Summary of the CAN-SPAM Act Provisions
Here is a summary of the CAN-SPAM Act Provisions.
This is NOT an exhaustive explanation of the CAN-SPAM Act laws, and should not be taken as legal advice. Make sure you always consult an attorney about any legal aspects of your business.
Here are the highlights of the CAN-SPAM Act which affect you as an online marketer using e-mail or affiliate marker doing e-mail.
* A visible unsubscribe mechanism must be present in all emails.
* All opt-out links must work.
* Opt-out requests must be honored within 10 days.
* Opt-out lists must be only used for compliance purposes. Opt-out lists cannot be sold, rented or given to other marketers or List Company.
* Advertising email must contain an accurate “From” line. You cannot use a false name or pretend to be a different person or company in the “From” line.
* Subject lines must be relevant to content.
* You must have a legitimate physical address for you, the advertiser, it must be included in the email.
* A warning label must be present if the content is Adult in nature.
* An advertising email can not be sent through an open relay server. (Open relay servers are a favorite tool of Spammers, since they allow Spammers to “hide” and bypass blocks against them.)
* An advertising email can not be sent to a harvested email address. (“Harvesting” email addresses includes trading lists with other Spammers, as well as using “bots,” which are small programs that crawl the Internet and copy email addresses from web pages, email list archives, forums, etc.)
* An advertising email cannot contain a false email header. (The header must contain your email address, your recipient’s email address, and the server routing data.)
* The FTC is responsible for enforcing the CAN-SPAM Act.
Enforcement of The CAN-SPAM Act
Spammers can be reported to the FTC. Spammers can also be reported to the ISPs through which they send their SPAM. However, prosecution of Spammers tends to be difficult and lengthy.
Nevertheless, some Spammers have been prosecuted since 2004, including a few high-profile prosecutions of Spammers who served jail time and paid thousands of dollars in fines, and some even millions.
On May 13, 2008, Sanford Wallace and Walter Rines were found guilty of sending pornography and gambling spam to MySpace users.

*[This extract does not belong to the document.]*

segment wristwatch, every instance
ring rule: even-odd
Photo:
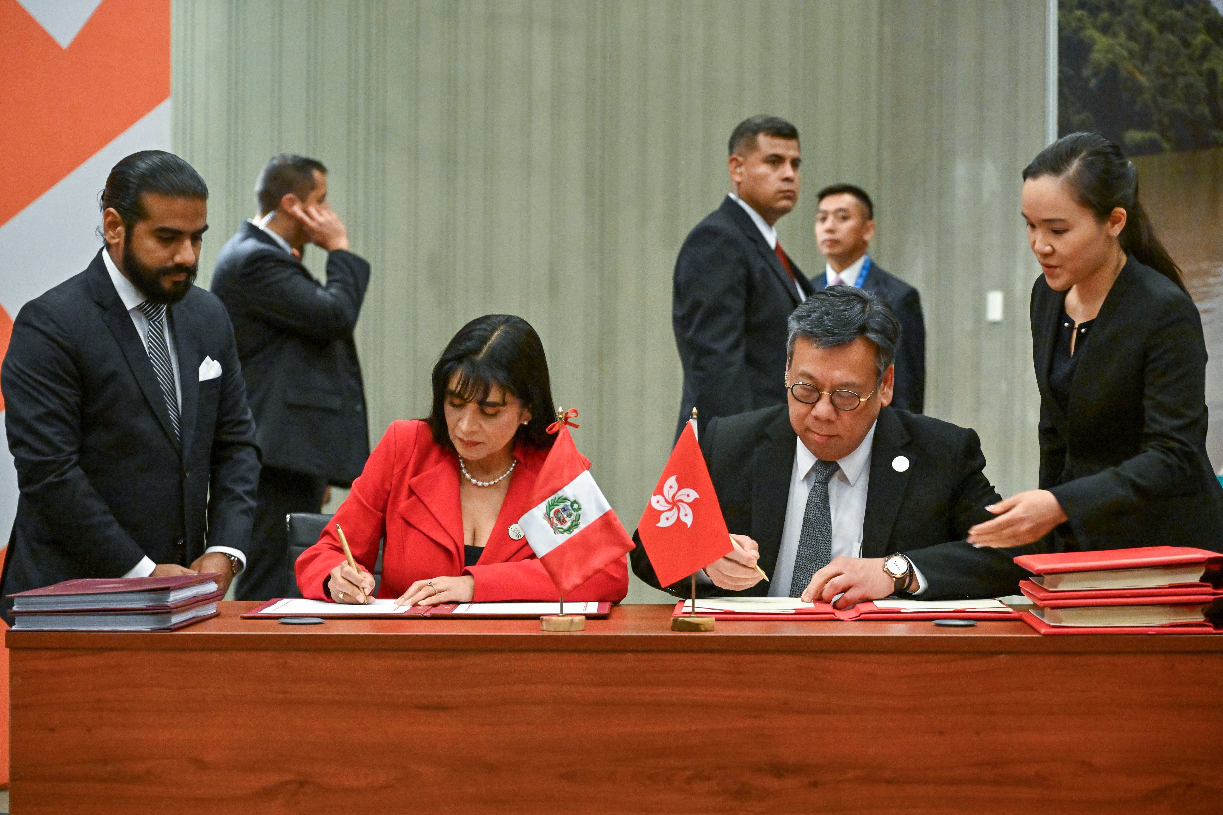
[[[914,576],[914,565],[904,555],[888,555],[883,558],[883,573],[895,582],[895,594],[907,590]]]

They were ordered to pay $230 million to MySpace, the largest CAN-SPAM damages award to date.
CAN-SPAM Limitations
Not all marketing email is SPAM. When consumers explicitly agree to receive marketing emails from merchants or affiliate marketers, those marketing emails are not classified as SPAM.
The CAN-SPAM laws are the reason double optin is so important for you as an e-mail marketer.